'Anarchists' claim trees spiked in Nedsbar sale

An unidentified group claims to have spiked trees in the Applegate Valley's controversial Nedsbar timber sale two days before the Bureau of Land Management's planned timber auction.


In a claim that harkens back to the timber wars of three decades ago, the Earth First! Newswire today published online a bulletin announcing the spiking to warn companies that might bid on the almost 5 million board feet of timber in the Nedsbar package, which is set for auction at 9 a.m. Thursday in Medford.


"The BLM’s decision to go forward with this project is unacceptable, any company who bids on the logging of these trees should also consider itself a possible target of sabotage," states the post, which was signed anonymously by "some Anarchists."
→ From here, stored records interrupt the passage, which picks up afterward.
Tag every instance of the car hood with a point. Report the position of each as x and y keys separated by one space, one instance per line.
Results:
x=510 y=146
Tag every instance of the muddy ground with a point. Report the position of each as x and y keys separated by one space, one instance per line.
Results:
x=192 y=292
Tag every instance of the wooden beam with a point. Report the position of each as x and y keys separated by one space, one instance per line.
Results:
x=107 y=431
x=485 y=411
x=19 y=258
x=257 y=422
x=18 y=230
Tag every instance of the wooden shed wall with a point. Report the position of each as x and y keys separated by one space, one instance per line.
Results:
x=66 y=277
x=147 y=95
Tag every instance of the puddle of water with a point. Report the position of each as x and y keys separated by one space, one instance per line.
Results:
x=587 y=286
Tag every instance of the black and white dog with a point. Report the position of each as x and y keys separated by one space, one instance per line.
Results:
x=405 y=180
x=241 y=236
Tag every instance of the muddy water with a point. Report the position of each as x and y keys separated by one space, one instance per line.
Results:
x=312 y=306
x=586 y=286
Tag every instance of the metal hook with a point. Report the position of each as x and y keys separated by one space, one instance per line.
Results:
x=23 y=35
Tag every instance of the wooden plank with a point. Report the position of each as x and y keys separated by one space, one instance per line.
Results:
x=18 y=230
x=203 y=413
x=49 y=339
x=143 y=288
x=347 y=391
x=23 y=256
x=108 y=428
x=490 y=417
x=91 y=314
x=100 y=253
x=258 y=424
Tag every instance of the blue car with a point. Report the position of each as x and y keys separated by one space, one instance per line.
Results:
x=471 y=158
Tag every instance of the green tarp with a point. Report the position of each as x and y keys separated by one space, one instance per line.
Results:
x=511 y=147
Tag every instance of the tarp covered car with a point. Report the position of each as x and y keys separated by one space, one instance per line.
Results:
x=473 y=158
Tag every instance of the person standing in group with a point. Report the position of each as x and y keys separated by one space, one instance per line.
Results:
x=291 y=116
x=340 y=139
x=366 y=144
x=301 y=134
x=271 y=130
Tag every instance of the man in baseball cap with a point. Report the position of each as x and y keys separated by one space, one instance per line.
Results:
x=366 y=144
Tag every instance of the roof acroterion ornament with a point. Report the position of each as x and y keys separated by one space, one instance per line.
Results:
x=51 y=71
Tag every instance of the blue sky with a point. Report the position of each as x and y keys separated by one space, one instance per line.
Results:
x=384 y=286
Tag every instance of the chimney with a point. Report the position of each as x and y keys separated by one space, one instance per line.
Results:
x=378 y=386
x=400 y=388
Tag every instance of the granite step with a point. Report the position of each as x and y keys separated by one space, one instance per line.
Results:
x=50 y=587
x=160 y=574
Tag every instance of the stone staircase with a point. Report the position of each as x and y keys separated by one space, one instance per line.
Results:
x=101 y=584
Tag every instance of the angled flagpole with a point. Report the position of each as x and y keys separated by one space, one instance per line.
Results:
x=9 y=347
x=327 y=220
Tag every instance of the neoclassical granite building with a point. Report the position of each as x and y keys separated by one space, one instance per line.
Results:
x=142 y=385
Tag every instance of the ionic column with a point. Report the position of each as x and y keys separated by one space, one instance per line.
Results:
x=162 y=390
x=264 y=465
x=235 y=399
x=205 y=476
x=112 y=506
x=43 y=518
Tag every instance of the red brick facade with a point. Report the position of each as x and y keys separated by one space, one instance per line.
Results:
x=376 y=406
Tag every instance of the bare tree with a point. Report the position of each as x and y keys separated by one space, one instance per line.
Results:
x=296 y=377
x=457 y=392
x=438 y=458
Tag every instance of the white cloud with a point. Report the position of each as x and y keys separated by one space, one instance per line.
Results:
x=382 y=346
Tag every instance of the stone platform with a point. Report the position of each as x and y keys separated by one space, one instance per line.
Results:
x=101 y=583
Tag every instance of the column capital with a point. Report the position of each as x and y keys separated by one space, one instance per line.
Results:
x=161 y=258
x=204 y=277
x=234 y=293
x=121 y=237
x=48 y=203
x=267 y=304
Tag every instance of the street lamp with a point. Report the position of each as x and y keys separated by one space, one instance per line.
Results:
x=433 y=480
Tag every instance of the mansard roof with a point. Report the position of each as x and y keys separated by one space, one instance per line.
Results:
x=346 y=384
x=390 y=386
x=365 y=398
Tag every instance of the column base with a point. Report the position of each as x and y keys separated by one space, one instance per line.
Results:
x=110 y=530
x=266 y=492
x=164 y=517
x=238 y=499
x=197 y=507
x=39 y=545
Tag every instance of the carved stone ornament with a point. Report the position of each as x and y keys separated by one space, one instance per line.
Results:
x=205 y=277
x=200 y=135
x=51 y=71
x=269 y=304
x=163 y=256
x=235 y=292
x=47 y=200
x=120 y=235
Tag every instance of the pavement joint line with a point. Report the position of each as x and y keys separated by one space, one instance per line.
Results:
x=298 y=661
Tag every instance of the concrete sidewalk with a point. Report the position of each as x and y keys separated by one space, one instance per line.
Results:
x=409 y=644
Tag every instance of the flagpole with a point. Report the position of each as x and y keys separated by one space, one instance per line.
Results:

The post was not a claim of responsibility by Earth First!, a loosely knit group that claimed to spike trees in the 1980s as part of "direct action" efforts to halt logging in the Pacific Northwest.


The Earth First! Newswire claims only to provide information about "direct action in defense of living systems around the world."


BLM spokesman Jim Whittington said the agency has no evidence that any trees on the sale have been spiked.


"I know there's been that kind of wording thrown out before, but this is the first I've heard that someone claims to have done it," Whittington said.


Tree-spiking is the practice of driving spikes or large nails into trees as a threat to maim or kill a logger who hits one with a chainsaw or a millworker sawing the logs. It was a practice used in the 1980s by radical environmental activists to halt old-growth logging in the Pacific Northwest.


As in today's announcement, past tree-spikings were announced in an attempt to keep the timber sales from being purchased, coax loggers not to cut the trees or warn millworkers not to saw the logs for fear of being injured or killed.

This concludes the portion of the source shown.